Pre-pandemic, the food bank would serve about 30 families per week. The packages they provide are meant to sustain a family of four for a few days, enough to fill the gap between pay cheques, or supplement the basics missing from a household.
But now, some 70 families a week are turning to the food bank for help. That was manageable when Covid funds were flowing, but post-pandemic, the food bank can barely meet demand.
It’s leaving organizers in a difficult position forced to figure out how to address the growing need.
“We don’t want to eliminate people from coming,” said Fredlund. “That’s not our goal. We want to be open to everybody that needs help. We want to ensure that those that actually need help are coming, and it’s not just because we have food to give away that they’ll come.”
Fredlund said the food bank used to serve a regular clientele, but lately there are more and more new faces, and it’s not always clear how urgent a family’s need may be.
Fredlund readily admits, determining whether a client actually needs support is a touchy and difficult subject. But it’s a perspective the food bank may be forced to consider if it can’t keep up with the numbers.
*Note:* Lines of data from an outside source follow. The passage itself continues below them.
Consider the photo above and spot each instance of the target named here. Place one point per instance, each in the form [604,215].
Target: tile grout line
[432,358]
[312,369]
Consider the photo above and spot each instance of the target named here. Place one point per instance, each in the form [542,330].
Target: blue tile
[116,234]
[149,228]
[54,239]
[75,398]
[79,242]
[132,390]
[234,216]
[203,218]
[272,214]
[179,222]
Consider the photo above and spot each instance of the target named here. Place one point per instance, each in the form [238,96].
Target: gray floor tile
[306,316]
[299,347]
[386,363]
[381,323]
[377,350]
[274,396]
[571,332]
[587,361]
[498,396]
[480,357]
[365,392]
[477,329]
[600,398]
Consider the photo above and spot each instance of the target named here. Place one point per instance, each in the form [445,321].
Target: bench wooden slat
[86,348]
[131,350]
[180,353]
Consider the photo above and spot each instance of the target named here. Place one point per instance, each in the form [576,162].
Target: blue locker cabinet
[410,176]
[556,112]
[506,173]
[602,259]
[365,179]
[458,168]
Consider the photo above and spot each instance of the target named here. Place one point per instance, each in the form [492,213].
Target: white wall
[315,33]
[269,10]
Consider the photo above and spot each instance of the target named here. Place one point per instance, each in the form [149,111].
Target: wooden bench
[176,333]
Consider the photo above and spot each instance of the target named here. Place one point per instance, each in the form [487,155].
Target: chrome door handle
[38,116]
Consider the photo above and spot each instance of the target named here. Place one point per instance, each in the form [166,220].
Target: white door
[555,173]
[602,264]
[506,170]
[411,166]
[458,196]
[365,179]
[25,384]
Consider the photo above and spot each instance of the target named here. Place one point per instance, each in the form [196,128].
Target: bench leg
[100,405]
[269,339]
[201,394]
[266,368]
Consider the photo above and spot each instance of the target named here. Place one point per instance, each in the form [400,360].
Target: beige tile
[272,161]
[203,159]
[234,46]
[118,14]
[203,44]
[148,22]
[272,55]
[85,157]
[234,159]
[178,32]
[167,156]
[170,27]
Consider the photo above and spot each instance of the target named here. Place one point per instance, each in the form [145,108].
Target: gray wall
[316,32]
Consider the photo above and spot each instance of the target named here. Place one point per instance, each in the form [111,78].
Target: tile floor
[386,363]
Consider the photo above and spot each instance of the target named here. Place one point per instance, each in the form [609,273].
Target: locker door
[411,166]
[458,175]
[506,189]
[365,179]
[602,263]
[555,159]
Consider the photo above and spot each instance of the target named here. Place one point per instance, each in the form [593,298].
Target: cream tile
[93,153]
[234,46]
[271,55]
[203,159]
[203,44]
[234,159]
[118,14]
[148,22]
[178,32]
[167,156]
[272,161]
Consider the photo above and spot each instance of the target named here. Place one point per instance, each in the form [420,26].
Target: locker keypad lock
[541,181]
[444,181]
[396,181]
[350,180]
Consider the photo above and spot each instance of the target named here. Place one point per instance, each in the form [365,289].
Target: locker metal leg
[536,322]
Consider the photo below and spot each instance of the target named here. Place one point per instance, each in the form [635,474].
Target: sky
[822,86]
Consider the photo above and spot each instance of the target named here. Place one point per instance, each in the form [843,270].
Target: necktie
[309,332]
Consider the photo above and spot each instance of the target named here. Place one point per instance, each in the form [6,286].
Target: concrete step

Fredlund said he’s thought about scaling back what they give out, or reducing operations to serve people once or twice a month instead of once a week.
“I am hoping that the numbers of those that are actually in need scale back a bit and we don’t have to do that, because we want to be open every week,” he said.
The food bank’s budget changes month to month, but it regularly exceeds $10,000 per month in food and food items including staples like flour, sugar and cereals, soups and other items.
The increased numbers also put pressure on volunteers – chiefly, Sally Cormier-Ittinuar, who stepped up last fall as coordinator of the food bank after longtime volunteer Mary Fredlund moved on. Serving 30 families takes about an hour and a half, so 70 is more than double that.
“Many of them are in need and I’m not trying to dissuade them from coming or anything like that,” said Fredlund about straddling the line between serving people without judgement and making sure the food bank can continue operations. “We just want to make sure that they understand that we’re a service to the community that’s volunteer, and we can only function as best as we can function.”
More volunteers would help too.
“It’s more about giving their time than their money,” said Fredlund, explaining that with more volunteers, more time can be diverted to seeking out additional funding.
Conscious of the time and mental strain the position entails, Fredlund says if Cormier-Ittinuar hadn’t stepped up last fall, the food bank would likely already be closed.
“We want to make sure that we let her know we appreciate her,” he said. “We don’t want to close.”